Through the Honduras alternative break trip, students worked with Organization for Youth Empowerment (OYE), a nonprofit committed to leadership development in at-risk Honduran youth.
“This year alone our students donated nearly 500 pounds, more than 1,500 health and nutrition items, to the OYE and La Mercedes Nutrition Center,” Burgess said. “Our students also participated in painting a mural, spent time playing with children and distributed vitamins and anti-parasitic medication.”
Senior finance major and criminal justice minor Mackenzie Daines, of Cashton, said the trip changed her perspective and gave her a new appreciation for the opportunities she has had throughout her life.
“I learned a lot about myself and how privileged I am compared to the citizens of Honduras,” Daines said.
For Daines, one of the most impactful experiences happened when handing out vitamins and parasite medication for children and pre-natal vitamins for pregnant women.
“These people were wearing old clothing, living in homes made of tin that were about the size of our average living rooms, most wearing no shoes on their feet and they were some of the happiest people I have ever met,” Daines said. “The children receiving their vitamins acted like the kids here act when they get candy on Halloween. The idea that something so simple can create so much happiness for these people actually made me envious of them.”
“We know that global learning and service learning are two high impact practices for student engagement,” Burgess said.
“The greatest lesson I learned was to stop taking what I have for granted and to actually appreciate the pure luck it was that I was born into the life I have,” Daines said.
Sophomore social work major Carly Lemke, of Oconto Falls, said the trip changed her perspective on life and made her more thankful for all of the things, such as pursuing an education, that she said she used to take for granted.
“I think the importance of Alternative Break trips is to learn that every person can make a difference,” Lemke said. “I can say I made a difference in El Progresso, Honduras.”

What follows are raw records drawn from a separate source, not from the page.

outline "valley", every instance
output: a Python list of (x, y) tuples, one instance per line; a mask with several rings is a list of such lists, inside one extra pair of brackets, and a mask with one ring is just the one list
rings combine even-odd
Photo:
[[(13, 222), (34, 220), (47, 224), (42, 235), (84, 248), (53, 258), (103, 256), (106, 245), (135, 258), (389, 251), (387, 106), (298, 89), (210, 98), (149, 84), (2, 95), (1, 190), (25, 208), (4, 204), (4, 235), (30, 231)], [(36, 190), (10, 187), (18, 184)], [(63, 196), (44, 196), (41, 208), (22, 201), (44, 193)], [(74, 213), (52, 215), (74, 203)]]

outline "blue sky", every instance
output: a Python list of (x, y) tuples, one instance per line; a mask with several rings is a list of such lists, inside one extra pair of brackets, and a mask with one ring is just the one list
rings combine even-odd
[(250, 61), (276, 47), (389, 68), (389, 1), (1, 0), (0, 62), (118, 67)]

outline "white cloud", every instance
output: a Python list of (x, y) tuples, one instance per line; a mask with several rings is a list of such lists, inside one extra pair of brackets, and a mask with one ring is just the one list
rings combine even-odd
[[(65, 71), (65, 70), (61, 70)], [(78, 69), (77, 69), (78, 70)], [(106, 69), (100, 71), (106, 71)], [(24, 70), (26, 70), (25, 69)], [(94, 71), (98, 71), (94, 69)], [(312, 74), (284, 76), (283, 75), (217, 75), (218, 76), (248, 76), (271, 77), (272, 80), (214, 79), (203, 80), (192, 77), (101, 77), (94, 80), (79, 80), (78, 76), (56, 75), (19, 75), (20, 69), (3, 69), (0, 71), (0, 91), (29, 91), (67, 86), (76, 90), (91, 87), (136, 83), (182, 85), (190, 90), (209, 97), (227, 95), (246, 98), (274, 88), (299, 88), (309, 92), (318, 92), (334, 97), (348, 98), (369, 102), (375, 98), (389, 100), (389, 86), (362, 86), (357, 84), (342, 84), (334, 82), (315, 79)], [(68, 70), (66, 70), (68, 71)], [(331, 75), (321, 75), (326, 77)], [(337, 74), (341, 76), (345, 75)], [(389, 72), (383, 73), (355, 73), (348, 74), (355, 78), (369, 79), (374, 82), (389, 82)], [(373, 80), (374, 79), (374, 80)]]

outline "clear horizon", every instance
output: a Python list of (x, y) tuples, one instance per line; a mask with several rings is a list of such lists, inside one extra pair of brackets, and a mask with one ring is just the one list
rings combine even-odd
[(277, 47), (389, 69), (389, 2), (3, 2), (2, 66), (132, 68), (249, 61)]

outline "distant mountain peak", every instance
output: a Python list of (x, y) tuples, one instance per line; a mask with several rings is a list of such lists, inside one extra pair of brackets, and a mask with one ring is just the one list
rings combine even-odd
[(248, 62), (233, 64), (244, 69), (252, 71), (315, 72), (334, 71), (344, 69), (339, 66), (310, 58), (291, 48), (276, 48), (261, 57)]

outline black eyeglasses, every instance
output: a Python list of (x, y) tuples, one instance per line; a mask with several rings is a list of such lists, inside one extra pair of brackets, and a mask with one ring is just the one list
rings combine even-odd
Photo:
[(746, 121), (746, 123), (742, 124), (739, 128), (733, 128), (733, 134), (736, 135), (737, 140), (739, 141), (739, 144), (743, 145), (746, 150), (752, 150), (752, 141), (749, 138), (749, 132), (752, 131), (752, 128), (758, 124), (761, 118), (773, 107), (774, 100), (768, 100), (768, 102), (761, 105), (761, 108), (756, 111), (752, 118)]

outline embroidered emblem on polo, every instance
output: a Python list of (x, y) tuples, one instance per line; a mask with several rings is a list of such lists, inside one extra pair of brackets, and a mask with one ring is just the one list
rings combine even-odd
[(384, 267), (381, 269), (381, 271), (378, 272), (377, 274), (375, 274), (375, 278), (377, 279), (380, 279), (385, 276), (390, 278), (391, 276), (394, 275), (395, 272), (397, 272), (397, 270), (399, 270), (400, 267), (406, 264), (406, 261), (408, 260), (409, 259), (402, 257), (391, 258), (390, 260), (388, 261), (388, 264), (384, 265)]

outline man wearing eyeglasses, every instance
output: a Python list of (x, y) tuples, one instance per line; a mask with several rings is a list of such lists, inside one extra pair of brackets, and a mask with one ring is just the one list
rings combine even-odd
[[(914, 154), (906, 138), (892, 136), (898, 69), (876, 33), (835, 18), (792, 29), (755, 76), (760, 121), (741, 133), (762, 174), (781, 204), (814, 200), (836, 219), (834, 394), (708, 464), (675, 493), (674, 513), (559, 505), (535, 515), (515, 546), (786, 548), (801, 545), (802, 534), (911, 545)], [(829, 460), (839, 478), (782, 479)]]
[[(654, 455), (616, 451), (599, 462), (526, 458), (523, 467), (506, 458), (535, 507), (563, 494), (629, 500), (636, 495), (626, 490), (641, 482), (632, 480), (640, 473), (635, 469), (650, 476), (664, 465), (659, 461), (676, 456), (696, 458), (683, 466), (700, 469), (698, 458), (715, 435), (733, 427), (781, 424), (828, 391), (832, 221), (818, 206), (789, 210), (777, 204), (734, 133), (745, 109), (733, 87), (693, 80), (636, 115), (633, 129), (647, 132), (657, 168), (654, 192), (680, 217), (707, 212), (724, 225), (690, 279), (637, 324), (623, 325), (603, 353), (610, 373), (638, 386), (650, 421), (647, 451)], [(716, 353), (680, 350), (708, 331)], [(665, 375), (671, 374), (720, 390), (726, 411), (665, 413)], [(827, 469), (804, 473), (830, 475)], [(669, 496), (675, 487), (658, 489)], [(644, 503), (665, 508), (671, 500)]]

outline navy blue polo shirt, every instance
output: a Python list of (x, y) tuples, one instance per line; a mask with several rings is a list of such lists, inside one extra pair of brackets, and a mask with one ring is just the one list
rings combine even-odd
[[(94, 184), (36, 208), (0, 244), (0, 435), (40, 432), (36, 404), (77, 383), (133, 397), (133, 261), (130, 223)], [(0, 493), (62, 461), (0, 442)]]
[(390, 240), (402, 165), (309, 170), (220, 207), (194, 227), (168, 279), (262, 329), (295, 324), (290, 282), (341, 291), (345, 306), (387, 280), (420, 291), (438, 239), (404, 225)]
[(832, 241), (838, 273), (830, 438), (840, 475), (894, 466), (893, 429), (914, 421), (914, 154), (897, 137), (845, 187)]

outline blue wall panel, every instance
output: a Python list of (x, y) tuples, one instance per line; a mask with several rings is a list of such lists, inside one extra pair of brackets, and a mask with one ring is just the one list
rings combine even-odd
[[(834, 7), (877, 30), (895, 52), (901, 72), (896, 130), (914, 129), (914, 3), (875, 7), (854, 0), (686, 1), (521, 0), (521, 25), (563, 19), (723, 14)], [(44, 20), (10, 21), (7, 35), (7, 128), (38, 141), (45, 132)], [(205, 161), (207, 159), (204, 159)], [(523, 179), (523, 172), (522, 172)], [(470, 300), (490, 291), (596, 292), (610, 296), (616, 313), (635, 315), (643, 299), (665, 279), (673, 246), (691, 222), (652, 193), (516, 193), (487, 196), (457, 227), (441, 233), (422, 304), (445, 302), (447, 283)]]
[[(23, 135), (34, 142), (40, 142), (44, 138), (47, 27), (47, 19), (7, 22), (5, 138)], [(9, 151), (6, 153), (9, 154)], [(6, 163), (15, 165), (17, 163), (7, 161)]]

After participating in an alternative break trip, students gain an insight into different perspectives and backgrounds, become more effective communicators and listeners and improve their own leadership skills.
“I learned more in that one week than I do in a month. We learned so much about Honduras’ culture, why the country is corrupt, their education system and so much more,” Lemke said.
Daines said the trip helped her gain an understanding of other cultures, as well as to take action for causes she believes in.
The students who attended the Honduras trip decided to start a Go Fund Me campaign to raise $1,000, enough to fund one year of high school for two students in Honduras.
“We are asking that instead of purchasing a cup of coffee one day, think about donating that $5 to our campaign and help these amazing youth to get an education,” Daines said.
During spring break, students will be participating in alternative break trips to New York City to learn about healthcare advocacy and diversity traveling, to Guatemala to learn about the economics of coffee and to St. Louis to learn about community minded citizenship.